Estos Karamazov, los cuatro, el padre y los hijos, son personas sospechosas, peligrosas, imprevisibles, tienen extraños accesos, extrañas ocurrencias, extrañas faltas de conciencia, uno es bebedor, el otro mujeriego, uno un ser fantástico que huye del mundo, otro un poeta de secretos poemas blasfemos. Estos hermanos extraños constituyen un gran peligro, tiran a otra gente de la barba, malgastan el dinero ajeno, amenazan con matar a otros, y sin embargo son inocentes, no han cometido ningún crimen. Los únicos homicidas de toda esta larga novela, que trata casi sólo de asesinatos, robo, culpa, los únicos homicidas, los únicos culpables de asesinato son el fiscal y los jurados, son los representantes del orden bueno, viejo y acreditado, son los burgueses y los intelectuales. Ellos condenan al inocente Dimitri, se burlan de su inocencia, son jueces, juzgan a Dios y al mundo según su código. Y precisamente ellos se equivocan, precisamente ellos cometen una terrible injusticia, precisamente ellos se convierten en asesinos, en asesinos por mezquindad, por miedo, por estrechez.
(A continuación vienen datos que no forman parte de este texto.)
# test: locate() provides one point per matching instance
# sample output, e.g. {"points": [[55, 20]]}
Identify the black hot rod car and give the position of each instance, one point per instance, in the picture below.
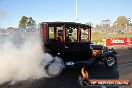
{"points": [[71, 42]]}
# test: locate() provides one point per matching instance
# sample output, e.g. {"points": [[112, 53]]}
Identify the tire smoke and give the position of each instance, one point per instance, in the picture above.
{"points": [[20, 56]]}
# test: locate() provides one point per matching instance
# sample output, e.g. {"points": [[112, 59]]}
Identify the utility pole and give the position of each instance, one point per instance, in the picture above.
{"points": [[76, 12]]}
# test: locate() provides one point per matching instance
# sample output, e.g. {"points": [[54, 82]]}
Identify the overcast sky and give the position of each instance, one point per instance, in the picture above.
{"points": [[62, 10]]}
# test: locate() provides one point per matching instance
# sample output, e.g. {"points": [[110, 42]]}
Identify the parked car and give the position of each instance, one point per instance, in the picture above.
{"points": [[71, 47]]}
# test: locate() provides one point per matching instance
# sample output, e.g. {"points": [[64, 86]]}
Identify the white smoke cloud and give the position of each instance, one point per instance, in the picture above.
{"points": [[20, 57]]}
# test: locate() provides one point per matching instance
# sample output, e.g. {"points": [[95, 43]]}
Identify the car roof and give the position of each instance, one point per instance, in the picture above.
{"points": [[67, 23]]}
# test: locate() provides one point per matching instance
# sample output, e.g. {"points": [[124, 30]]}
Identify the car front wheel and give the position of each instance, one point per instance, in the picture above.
{"points": [[110, 60]]}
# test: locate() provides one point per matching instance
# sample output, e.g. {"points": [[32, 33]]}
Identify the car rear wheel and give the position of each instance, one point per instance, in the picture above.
{"points": [[54, 68], [110, 60]]}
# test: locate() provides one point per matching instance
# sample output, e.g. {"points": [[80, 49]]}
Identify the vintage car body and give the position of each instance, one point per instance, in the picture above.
{"points": [[72, 43]]}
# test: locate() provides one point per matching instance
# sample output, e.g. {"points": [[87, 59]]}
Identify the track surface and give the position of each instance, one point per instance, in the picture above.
{"points": [[69, 78]]}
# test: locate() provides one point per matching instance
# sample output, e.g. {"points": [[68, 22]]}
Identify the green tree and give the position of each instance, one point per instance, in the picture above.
{"points": [[27, 22], [23, 22], [122, 21], [31, 23]]}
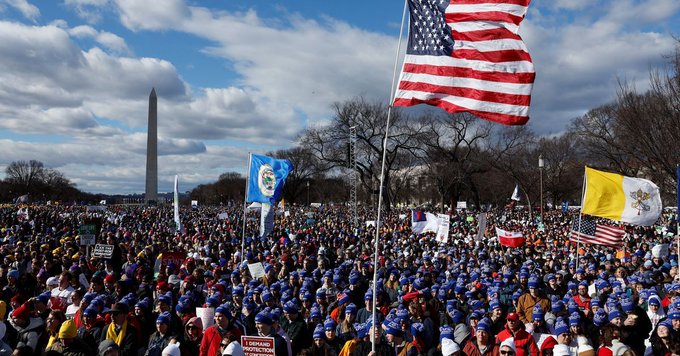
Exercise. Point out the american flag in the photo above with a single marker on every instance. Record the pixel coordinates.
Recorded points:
(467, 56)
(599, 234)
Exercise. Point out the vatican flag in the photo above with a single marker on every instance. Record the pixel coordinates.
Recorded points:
(619, 198)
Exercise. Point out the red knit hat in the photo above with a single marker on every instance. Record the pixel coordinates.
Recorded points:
(21, 312)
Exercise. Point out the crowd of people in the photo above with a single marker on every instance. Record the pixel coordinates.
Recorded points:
(191, 292)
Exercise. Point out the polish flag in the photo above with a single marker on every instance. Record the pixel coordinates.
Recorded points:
(510, 238)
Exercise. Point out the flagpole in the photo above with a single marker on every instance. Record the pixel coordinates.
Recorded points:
(677, 212)
(382, 177)
(580, 215)
(245, 201)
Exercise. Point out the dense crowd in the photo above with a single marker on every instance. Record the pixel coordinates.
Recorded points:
(164, 292)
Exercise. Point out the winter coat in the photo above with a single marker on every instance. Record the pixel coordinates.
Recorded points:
(29, 335)
(524, 342)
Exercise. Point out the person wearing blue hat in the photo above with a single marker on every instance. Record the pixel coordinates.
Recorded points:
(294, 326)
(395, 338)
(263, 323)
(319, 345)
(528, 300)
(160, 339)
(582, 299)
(366, 313)
(92, 327)
(481, 342)
(345, 330)
(661, 339)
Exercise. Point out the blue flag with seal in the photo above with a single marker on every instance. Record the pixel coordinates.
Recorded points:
(267, 176)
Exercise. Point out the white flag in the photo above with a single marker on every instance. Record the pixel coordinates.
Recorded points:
(266, 220)
(423, 222)
(178, 223)
(516, 194)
 Esto no es ninguna invención, no es nada literario. No es ni el afán inventivo ávido de efectismo del literato detectivesco (y Dostoievski también lo es), ni es el ingenio satírico de un autor inteligente que, desde el fondo, juega a crítico de la sociedad. Eso ya lo conocemos, ese tono nos es familiar, en él no creemos ya desde hace tiempo. Pero no, en Dostoievski la inocencia de los criminales y la culpabilidad de los jueces no es en absoluto una construcción astuta, es tan terrible, nace y crece tan secretamente y en un suelo tan profundo que casi de repente, casi al final del último libro de la novela se encuentra uno ante ese hecho como ante un muro, como ante todo el dolor y la locura del mundo, como ante todo el sufrimiento y todos los errores de la humanidad.
 Decía que Dostoievski, en realidad, no era un escritor, o que lo era sólo de una manera secundaria. Lo llamé profeta. Difícil decir lo que esto significa realmente: ¡un profeta! Me parece que podría ser algo así: un profeta es un enfermo, del mismo modo que Dostoievski era también un auténtico histérico, casi un epiléptico. Un profeta es un enfermo que ha perdido el sano, bueno y benéfico instinto de la conservación, la esencia de todas las virtudes burguesas. No debe haber muchos hombres así, si no el mundo se haría pedazos. Un enfermo de esta clase, ya se llame Dostoievski o Karamazov, posee aquella capacidad extraña, secreta, enferma, divina, cuya posibilidad admira el asiático en cada demente. Es un mántico, es un sabio. Es decir que en él un pueblo, una era, un país o continente han desarrollado un órgano, una antena, un órgano raro, extremadamente delicado, noble, capaz de sufrir que no tienen los otros, que en todos los demás, para su bien y su dicha, quedó sin desarrollar. Esta antena, este tacto mántico, no debe entenderse burdamente como una especie de telepatía estúpida y como número de magia, aunque el don puede manifestarse perfectamente también en estas formas asombrosas. Más bien sucede que el «enfermo» de este tipo reinterpreta los movimientos de su propia alma hacia lo universal y humano. Cada ser humano tiene visiones, fantasías, sueños. Y cada visión, cada sueño, cada ocurrencia y cada pensamiento de un ser humano pueden, en el camino del inconsciente al consciente, sufrir mil interpretaciones distintas, de las que cada una puede ser correcta. El vidente y profeta no interpreta su historia de una manerapersonal,lapesadilla que le agobia no le anuncia la enfermedad personal o muerte personal, sino la enfermedad o muerte del conjunto, como cuyo órgano o antena vive. Puede ser una familia, un partido, un pueblo, puede ser también la humanidad entera.
 En el alma de Dostoievski eso que solemos llamar histeria, una cierta enfermedad y capacidad de sufrimiento, ha servido a la humanidad como órgano, como indicador y barómetro. La humanidad está a punto de notarlo. Ya media Europa, al menos media Europa oriental, se encamina hacia el caos, anda ebria en una locura sagrada al borde del abismo y canta arrebatada y ebria como Dimitri Karamazov. El burgués se ríe ofendido de estos cánticos, el santo y vidente los escucha con lágrimas.